It seems like there is a bug in the windows implementation of std::async. Under heavy load (on the order of 1000 threads launched async per second), async tasks are never scheduled and waiting on the returned futures leads to deadlocks. See this piece of code (modified with launch policy deferred instead of async):
BundlingChunk(size_t numberOfInputs, Bundler* parent, ChunkIdType chunkId)

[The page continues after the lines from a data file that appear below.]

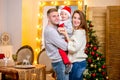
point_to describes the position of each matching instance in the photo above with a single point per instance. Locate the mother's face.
(76, 20)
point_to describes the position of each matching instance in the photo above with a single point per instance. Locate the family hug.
(65, 38)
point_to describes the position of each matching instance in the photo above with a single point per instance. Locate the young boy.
(65, 15)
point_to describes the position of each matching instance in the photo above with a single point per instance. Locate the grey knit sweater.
(53, 41)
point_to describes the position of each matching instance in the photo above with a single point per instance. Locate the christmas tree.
(96, 67)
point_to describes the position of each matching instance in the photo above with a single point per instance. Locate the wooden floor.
(49, 77)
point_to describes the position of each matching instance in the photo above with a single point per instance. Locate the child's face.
(64, 16)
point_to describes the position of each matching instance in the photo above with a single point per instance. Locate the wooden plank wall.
(113, 42)
(98, 17)
(106, 21)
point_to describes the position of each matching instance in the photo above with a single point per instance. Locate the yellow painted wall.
(30, 10)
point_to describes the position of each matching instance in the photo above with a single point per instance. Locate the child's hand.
(62, 30)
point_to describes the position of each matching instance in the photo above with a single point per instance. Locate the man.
(53, 41)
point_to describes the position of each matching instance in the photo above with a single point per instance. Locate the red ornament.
(93, 74)
(90, 25)
(103, 73)
(95, 48)
(92, 53)
(103, 66)
(90, 60)
(87, 45)
(97, 55)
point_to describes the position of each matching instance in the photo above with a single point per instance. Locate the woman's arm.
(63, 31)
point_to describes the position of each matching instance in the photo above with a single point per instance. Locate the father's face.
(54, 18)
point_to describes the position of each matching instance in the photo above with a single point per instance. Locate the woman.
(76, 45)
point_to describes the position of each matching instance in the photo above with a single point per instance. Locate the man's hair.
(51, 10)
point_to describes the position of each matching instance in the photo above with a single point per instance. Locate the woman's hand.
(64, 32)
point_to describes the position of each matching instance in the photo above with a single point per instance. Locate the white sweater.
(76, 46)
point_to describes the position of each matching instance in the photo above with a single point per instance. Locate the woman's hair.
(51, 10)
(83, 24)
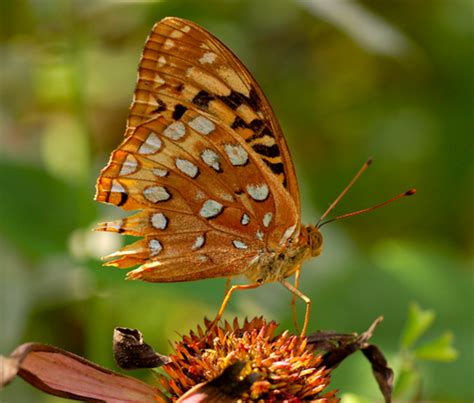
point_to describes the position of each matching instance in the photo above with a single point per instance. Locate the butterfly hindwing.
(197, 162)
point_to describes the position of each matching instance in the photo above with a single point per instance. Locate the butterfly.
(205, 163)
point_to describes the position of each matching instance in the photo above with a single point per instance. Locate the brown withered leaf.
(131, 352)
(338, 346)
(64, 374)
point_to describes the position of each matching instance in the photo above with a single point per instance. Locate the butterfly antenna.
(343, 193)
(400, 196)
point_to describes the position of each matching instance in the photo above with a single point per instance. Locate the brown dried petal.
(61, 373)
(131, 352)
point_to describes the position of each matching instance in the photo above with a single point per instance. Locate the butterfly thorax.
(274, 265)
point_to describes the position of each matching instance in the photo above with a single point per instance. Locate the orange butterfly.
(206, 163)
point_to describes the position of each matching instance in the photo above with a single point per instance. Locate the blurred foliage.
(346, 79)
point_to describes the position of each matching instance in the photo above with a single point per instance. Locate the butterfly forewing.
(183, 64)
(196, 166)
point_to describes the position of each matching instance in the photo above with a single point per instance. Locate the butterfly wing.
(210, 201)
(184, 64)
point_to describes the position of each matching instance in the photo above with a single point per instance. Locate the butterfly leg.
(293, 299)
(227, 298)
(305, 298)
(227, 286)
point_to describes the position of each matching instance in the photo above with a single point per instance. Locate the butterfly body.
(274, 265)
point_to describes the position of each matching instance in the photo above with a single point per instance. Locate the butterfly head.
(315, 240)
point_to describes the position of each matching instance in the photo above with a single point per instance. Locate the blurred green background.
(347, 80)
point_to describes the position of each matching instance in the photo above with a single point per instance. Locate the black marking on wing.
(233, 100)
(123, 199)
(179, 111)
(161, 106)
(276, 168)
(239, 122)
(202, 99)
(264, 132)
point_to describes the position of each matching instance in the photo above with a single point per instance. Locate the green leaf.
(407, 383)
(440, 349)
(417, 323)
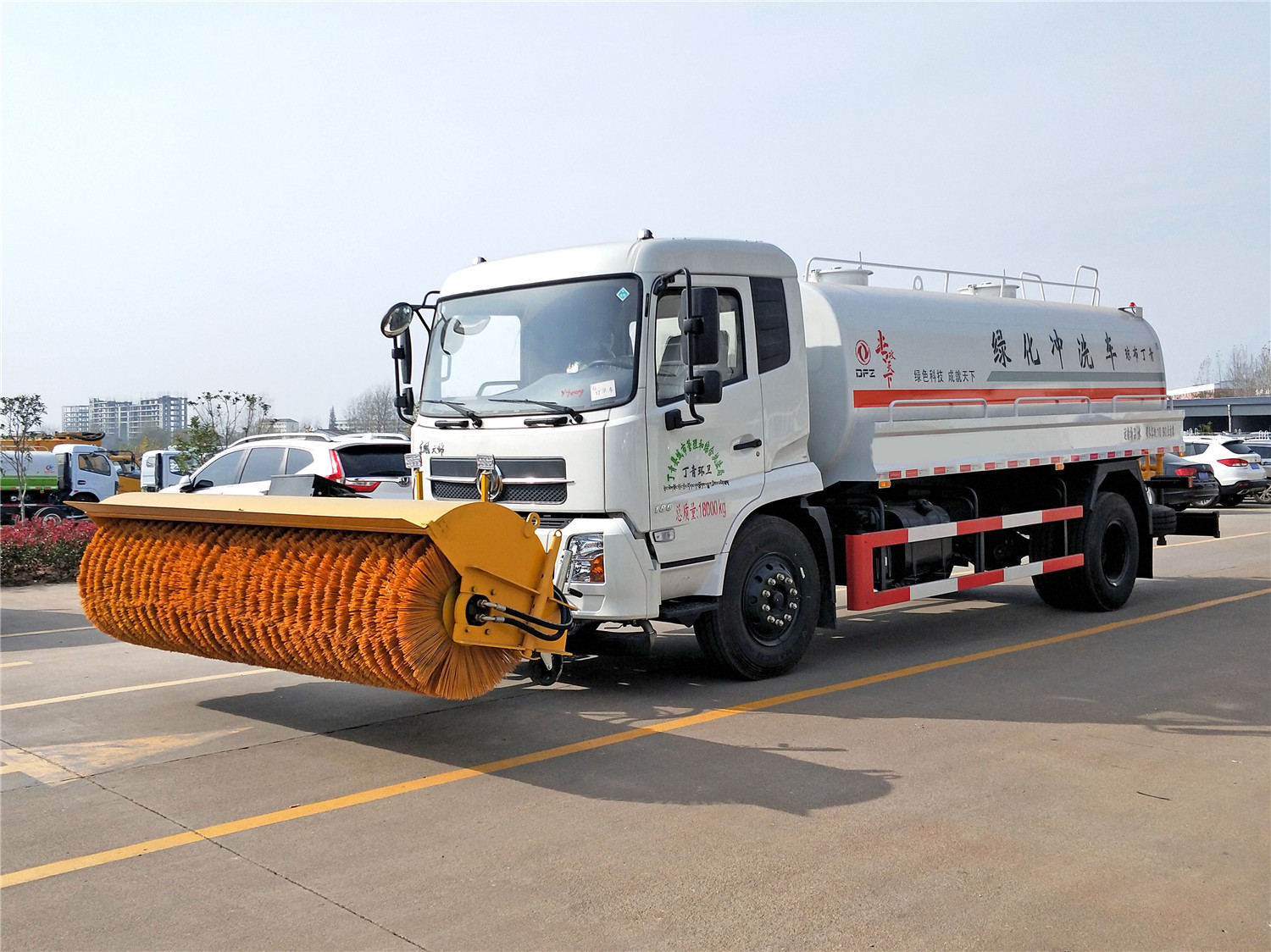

: m_numberOfInputs(numberOfInputs), m_parent(parent), m_chunkId(chunkId)
{
const BundlerChunkDescription& chunk = m_parent->m_chunks[m_chunkId];
const ChunkInfo& original = chunk.m_original;
auto& deserializers = m_parent->m_deserializers;
// Fetch all chunks in parallel.
std::vector<std::map<ChunkIdType, std::shared_future<ChunkPtr>>> chunks;
chunks.resize(chunk.m_secondaryChunks.size());
static std::atomic<unsigned long long int> chunksInProgress = 0;
for (size_t i = 0; i < chunk.m_secondaryChunks.size(); ++i)
{
for (const auto& c : chunk.m_secondaryChunks[i])
{
const auto chunkCreationLambda = ([this, c, i] {
chunksInProgress++;
ChunkPtr chunk = m_parent->m_weakChunkTable[i][c].lock();
if (chunk) {
chunksInProgress--;
return chunk;
}
chunksInProgress--;
return m_parent->m_deserializers[i]->GetChunk(c);
});
std::future<ChunkPtr> chunkCreateFuture = std::async(std::launch::deferred, chunkCreationLambda);
chunks[i].emplace(c, chunkCreateFuture.share());
}
}
std::vector<SequenceInfo> sequences;
sequences.reserve(original.m_numberOfSequences);
// Creating chunk mapping.
m_parent->m_primaryDeserializer->SequenceInfosForChunk(original.m_id, sequences);
ChunkPtr drivingChunk = chunks.front().find(original.m_id)->second.get();
m_sequenceToSequence.resize(deserializers.size() * sequences.size());
m_innerChunks.resize(deserializers.size() * sequences.size());
for (size_t sequenceIndex = 0; sequenceIndex < sequences.size(); ++sequenceIndex)
{
if (chunk.m_invalid.find(sequenceIndex) != chunk.m_invalid.end())
{
continue;
}
size_t currentIndex = sequenceIndex * deserializers.size();
m_sequenceToSequence[currentIndex] = sequences[sequenceIndex].m_indexInChunk;
m_innerChunks[currentIndex] = drivingChunk;
}
// Creating sequence mapping and requiring underlying chunks.
SequenceInfo s;
for (size_t deserializerIndex = 1; deserializerIndex < deserializers.size(); ++deserializerIndex)
{
auto& chunkTable = m_parent->m_weakChunkTable[deserializerIndex];
for (size_t sequenceIndex = 0; sequenceIndex < sequences.size(); ++sequenceIndex)
{
if (chunk.m_invalid.find(sequenceIndex) != chunk.m_invalid.end())
{
continue;
}
size_t currentIndex = sequenceIndex * deserializers.size() + deserializerIndex;
bool exists = deserializers[deserializerIndex]->GetSequenceInfo(sequences[sequenceIndex], s);
if (!exists)
{
if(m_parent->m_verbosity >= (int)TraceLevel::Warning)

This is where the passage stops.